RIYADH: The Gulf Cooperation Council’s secretary-general affirmed that the negotiations for a free trade agreement between the GCC and India, and the signing of the joint statement, represents a new phase of strategic partnership.

Jasem Mohamed Al-Budaiwi said that this contributes to enhancing close cooperation and strengthening economic and trade ties, according to the Saudi Press Agency.

This came during the signing ceremony of the joint statement on launching the free trade agreement negotiations between the Al-Budaiwi and India’s Minister of Commerce and Industry, Piyush Goyal, which took place in New Delhi, on Tuesday.

During the signing ceremony, Al-Budaiwi said that the Terms of Reference, signed on Feb. 5, provide a comprehensive and clear framework for these negotiations. The two nations agreed to discuss enhancing cooperation in vital strategic areas, including trade in goods, customs procedures, and services.

Additionally, the framework covers Sanitary and Phytosanitary measures, intellectual property rights, cooperation on Micro, Small, and Medium Enterprises, along with other topics of mutual interest. This reflects the comprehensive nature of the agreement and its ability to keep pace with the future economy.

Al-Budaiwi expressed hope that these negotiations would lead to a comprehensive and ambitious free trade agreement that works to remove customs and non-customs barriers, enhance the flow of quality investments in both directions, and achieve further liberalization in trade and investment cooperation between the GCC and India for mutual benefit. 

This would provide a stimulating economic environment and an investment climate that opens broad horizons for the business sector, supports supply chains, and accelerates the pace of economic growth in line with the ambitious developmental visions of the GCC states. 
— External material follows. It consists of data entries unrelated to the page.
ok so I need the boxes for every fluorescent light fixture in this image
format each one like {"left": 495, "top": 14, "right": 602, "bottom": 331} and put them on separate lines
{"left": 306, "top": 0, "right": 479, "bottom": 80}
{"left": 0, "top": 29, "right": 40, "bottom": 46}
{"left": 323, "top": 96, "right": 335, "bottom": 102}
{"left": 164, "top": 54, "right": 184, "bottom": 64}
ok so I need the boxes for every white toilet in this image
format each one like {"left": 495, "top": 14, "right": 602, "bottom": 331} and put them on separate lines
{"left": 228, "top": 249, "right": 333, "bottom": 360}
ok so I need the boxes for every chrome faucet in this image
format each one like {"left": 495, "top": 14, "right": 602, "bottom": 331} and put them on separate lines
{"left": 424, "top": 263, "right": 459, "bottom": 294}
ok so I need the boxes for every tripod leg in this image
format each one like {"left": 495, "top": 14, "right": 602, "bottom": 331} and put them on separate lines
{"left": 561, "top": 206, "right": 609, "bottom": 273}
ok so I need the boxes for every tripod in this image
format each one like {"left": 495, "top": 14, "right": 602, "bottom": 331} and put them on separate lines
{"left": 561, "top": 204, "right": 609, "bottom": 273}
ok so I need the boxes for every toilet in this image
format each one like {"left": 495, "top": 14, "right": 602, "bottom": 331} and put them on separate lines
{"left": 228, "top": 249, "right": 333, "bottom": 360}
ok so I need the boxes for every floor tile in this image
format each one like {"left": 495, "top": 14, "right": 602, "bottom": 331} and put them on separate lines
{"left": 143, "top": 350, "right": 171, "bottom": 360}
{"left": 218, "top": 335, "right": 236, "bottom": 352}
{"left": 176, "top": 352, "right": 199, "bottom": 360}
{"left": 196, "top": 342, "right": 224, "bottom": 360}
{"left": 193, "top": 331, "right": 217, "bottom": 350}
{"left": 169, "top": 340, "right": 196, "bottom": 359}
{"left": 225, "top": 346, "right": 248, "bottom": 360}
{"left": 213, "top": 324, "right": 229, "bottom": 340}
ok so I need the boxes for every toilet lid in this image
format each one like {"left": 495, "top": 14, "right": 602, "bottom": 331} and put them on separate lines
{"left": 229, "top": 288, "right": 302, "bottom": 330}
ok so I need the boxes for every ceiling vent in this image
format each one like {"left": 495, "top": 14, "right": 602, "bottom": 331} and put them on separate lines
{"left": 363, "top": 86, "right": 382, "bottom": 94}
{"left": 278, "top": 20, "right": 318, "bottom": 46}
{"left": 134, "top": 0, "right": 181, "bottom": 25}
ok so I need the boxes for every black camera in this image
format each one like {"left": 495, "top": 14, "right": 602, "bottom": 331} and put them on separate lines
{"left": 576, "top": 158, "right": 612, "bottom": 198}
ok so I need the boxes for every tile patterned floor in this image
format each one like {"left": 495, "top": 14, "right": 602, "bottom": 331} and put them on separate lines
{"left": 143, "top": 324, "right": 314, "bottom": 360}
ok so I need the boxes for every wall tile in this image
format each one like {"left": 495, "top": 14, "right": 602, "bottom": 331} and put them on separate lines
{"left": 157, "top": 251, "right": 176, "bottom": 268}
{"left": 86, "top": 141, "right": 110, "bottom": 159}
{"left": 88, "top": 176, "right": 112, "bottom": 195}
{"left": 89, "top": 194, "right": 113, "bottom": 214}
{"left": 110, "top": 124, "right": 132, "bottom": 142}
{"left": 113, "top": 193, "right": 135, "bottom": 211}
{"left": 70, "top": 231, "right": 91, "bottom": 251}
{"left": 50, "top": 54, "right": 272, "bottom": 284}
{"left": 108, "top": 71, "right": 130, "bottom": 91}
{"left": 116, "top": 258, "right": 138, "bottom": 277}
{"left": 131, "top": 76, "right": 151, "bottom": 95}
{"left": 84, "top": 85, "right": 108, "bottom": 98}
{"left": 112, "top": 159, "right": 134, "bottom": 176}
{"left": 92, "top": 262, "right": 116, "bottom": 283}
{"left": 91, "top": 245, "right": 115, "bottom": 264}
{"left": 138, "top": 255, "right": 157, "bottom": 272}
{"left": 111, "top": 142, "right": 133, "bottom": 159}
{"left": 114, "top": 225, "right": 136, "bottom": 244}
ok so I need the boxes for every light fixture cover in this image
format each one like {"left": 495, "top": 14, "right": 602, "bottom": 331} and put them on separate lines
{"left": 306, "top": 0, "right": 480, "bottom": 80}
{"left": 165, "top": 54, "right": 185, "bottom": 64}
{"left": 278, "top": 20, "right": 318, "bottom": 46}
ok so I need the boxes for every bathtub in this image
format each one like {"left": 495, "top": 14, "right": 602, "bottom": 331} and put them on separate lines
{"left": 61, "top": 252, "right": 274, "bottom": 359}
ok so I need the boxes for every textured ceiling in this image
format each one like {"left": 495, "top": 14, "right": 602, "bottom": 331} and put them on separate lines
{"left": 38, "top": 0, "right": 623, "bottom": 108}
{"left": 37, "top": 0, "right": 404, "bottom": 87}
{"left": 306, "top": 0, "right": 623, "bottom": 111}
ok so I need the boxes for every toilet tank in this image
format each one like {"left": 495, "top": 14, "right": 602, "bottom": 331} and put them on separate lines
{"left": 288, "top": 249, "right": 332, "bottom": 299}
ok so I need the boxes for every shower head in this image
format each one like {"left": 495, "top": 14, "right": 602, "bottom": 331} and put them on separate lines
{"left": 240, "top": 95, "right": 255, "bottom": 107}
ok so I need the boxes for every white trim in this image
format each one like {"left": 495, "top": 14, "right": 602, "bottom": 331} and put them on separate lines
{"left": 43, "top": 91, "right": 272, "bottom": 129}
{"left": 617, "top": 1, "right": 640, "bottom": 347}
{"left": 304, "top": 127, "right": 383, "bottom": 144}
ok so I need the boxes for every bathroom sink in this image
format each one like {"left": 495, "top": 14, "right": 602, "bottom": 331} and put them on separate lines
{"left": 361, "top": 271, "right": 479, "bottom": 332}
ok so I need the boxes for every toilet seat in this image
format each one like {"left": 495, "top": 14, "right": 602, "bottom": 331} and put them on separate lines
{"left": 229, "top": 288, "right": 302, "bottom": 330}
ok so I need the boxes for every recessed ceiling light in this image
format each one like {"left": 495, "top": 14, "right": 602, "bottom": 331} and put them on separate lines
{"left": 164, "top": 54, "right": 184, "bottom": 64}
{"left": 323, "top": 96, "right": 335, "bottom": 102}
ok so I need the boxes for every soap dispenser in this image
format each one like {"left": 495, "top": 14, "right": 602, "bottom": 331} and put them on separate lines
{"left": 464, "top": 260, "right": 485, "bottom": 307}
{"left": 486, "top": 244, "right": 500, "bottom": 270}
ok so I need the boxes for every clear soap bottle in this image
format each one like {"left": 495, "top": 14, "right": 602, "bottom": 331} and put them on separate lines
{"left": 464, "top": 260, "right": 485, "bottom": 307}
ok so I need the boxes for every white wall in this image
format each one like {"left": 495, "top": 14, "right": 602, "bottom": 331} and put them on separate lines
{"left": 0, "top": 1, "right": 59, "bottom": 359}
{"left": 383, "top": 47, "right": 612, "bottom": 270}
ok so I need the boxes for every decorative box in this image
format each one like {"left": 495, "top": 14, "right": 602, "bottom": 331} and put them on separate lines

The top official affirmed the full readiness of the General Secretariat to host the first round of negotiations at its headquarters in Riyadh during the second half of this year.

The two sides held a meeting during which they reviewed the existing cooperation relations between the GCC and India and discussed ways to develop and elevate them to broader horizons, serving mutual interests and enhancing opportunities for strategic partnership between the two sides, particularly in the economic, investment, and trade fields.

They praised the role undertaken by the negotiating teams from both sides, appreciating the efforts contributing to reaching a comprehensive agreement that enhances economic integration and supports the smooth flow of trade between the two nations.